Let A and B be disjoint compact subsets of a Hausdorff topological space X. Show that there exist disjoint open sets U and V containing A and B, respectively.

Printable View

- Apr 8th 2009, 09:50 AMr2dee6Compactness and Hausdorff Topology Question
Let A and B be disjoint compact subsets of a Hausdorff topological space X. Show that there exist disjoint open sets U and V containing A and B, respectively.

- Apr 8th 2009, 10:27 AMclic-clac
Hi

Let $\displaystyle K$ and $\displaystyle L$ be such compacts. Take one point $\displaystyle k$ in $\displaystyle K.$

For every point $\displaystyle l$ of $\displaystyle L,$ there are two open sets $\displaystyle U_l$ and $\displaystyle V_l$ such that $\displaystyle k\in U_l$ and $\displaystyle l\in V_l $ and $\displaystyle U_l\cap V_l=\emptyset$ .

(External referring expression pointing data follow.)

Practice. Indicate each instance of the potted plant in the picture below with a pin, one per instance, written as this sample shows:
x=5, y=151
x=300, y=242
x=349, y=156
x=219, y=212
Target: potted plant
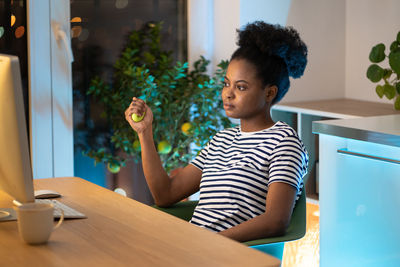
x=390, y=75
x=186, y=104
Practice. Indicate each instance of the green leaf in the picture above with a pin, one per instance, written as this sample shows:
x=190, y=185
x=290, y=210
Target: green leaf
x=379, y=90
x=394, y=61
x=389, y=91
x=394, y=46
x=375, y=73
x=377, y=53
x=387, y=73
x=397, y=103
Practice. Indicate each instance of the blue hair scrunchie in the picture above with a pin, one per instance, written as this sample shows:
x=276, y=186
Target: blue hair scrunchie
x=295, y=62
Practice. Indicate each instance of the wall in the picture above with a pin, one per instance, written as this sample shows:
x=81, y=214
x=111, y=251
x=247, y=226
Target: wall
x=321, y=25
x=339, y=35
x=368, y=22
x=320, y=22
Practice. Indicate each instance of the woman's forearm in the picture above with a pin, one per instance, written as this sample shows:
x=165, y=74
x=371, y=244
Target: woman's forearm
x=156, y=177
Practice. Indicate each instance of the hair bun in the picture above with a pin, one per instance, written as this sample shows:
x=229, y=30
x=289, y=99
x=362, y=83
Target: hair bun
x=271, y=40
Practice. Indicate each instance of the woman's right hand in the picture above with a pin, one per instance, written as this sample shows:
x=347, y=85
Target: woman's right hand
x=138, y=106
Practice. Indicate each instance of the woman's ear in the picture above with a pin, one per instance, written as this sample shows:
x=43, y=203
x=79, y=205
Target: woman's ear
x=271, y=92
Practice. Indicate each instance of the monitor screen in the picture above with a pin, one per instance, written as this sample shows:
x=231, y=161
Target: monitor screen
x=15, y=166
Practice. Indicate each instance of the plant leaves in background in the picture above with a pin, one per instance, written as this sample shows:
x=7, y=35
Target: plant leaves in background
x=394, y=61
x=375, y=73
x=394, y=46
x=379, y=90
x=377, y=53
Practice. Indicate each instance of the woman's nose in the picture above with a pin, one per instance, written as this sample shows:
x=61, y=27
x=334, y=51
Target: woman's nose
x=228, y=92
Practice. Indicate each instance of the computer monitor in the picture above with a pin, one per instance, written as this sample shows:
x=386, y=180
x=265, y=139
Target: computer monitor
x=15, y=166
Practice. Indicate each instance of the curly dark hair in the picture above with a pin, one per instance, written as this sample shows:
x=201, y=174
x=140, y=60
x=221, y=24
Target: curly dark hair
x=277, y=53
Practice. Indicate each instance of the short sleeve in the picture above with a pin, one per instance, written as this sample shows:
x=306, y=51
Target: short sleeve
x=288, y=163
x=200, y=159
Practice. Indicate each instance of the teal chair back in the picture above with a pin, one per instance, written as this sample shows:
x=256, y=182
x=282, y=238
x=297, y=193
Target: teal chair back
x=271, y=245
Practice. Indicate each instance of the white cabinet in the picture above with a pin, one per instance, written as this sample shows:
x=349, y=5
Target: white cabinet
x=359, y=200
x=301, y=115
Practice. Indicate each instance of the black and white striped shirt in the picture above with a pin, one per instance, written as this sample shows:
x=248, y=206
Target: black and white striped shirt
x=237, y=168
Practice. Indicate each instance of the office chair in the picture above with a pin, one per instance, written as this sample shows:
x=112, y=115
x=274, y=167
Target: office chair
x=272, y=245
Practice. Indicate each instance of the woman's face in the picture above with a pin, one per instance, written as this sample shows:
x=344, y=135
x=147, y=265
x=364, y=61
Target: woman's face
x=243, y=95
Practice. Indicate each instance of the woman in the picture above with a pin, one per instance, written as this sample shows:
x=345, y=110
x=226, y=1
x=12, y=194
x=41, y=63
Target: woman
x=249, y=176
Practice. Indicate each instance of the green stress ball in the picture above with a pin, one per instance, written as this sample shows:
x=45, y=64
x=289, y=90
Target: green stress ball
x=113, y=168
x=137, y=118
x=164, y=147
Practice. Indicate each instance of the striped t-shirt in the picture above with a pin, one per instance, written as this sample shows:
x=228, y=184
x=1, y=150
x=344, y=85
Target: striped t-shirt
x=237, y=168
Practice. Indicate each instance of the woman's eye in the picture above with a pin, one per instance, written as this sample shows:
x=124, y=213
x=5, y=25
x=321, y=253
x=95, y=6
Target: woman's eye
x=240, y=87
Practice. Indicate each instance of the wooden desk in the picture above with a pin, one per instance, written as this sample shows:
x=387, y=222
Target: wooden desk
x=120, y=232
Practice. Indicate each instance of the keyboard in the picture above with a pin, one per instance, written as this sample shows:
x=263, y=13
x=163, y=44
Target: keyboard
x=69, y=213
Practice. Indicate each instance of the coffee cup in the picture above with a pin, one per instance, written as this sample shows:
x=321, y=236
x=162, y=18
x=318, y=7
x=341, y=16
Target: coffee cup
x=36, y=222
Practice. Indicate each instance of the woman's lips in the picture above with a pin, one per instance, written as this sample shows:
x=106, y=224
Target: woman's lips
x=228, y=106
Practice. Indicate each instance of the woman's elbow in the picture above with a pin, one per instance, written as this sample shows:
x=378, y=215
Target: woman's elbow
x=278, y=228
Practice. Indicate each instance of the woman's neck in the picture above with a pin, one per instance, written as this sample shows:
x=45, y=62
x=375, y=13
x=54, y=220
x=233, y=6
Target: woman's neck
x=256, y=124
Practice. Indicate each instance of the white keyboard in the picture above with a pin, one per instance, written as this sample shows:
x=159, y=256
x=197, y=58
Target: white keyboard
x=69, y=213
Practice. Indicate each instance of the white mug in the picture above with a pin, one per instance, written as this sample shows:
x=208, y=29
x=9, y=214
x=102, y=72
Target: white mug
x=36, y=222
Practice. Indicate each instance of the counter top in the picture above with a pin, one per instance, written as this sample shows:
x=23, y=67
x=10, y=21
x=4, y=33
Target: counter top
x=378, y=129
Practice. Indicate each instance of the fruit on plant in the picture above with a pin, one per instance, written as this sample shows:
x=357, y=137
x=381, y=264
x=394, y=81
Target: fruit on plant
x=113, y=168
x=186, y=128
x=137, y=118
x=164, y=147
x=136, y=145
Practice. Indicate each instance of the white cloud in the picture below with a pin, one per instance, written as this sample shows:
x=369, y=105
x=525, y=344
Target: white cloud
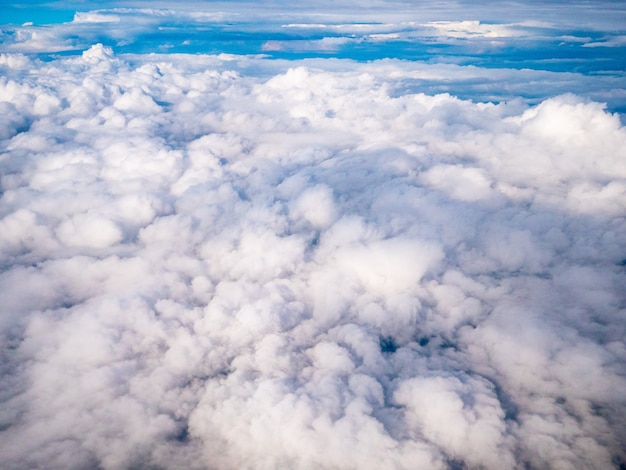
x=229, y=262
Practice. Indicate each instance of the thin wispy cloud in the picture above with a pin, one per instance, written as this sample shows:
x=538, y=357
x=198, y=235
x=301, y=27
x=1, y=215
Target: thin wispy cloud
x=248, y=260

$\displaystyle K\subseteq \bigcup\limits_{l\in L}V_l$ so $\displaystyle K\subseteq \bigcup\limits_{l\in I_k}V_l$ for a finite subset $\displaystyle I_k$ of $\displaystyle L$.

Now $\displaystyle O_k:=\bigcap\limits_{l\in I_k}U_l$ is an open set disjoint from $\displaystyle L$ (it is disjoint from $\displaystyle \bigcup\limits_{l\in I_k}V_l$ ) which contains $\displaystyle k .$

Repeat that operation for every $\displaystyle k\in K .$ You obtain a set of open sets $\displaystyle \{O_k;\ k\in K\}$ such that $\displaystyle K\subseteq\bigcup\limits_{k\in K}O_k$ and $\displaystyle \bigcup\limits_{k\in K}O_k$ is disjoint from $\displaystyle L$ (more precisely from $\displaystyle \bigcap\limits_{k\in K}\bigcup\limits_{l\in I_k}V_l$ ).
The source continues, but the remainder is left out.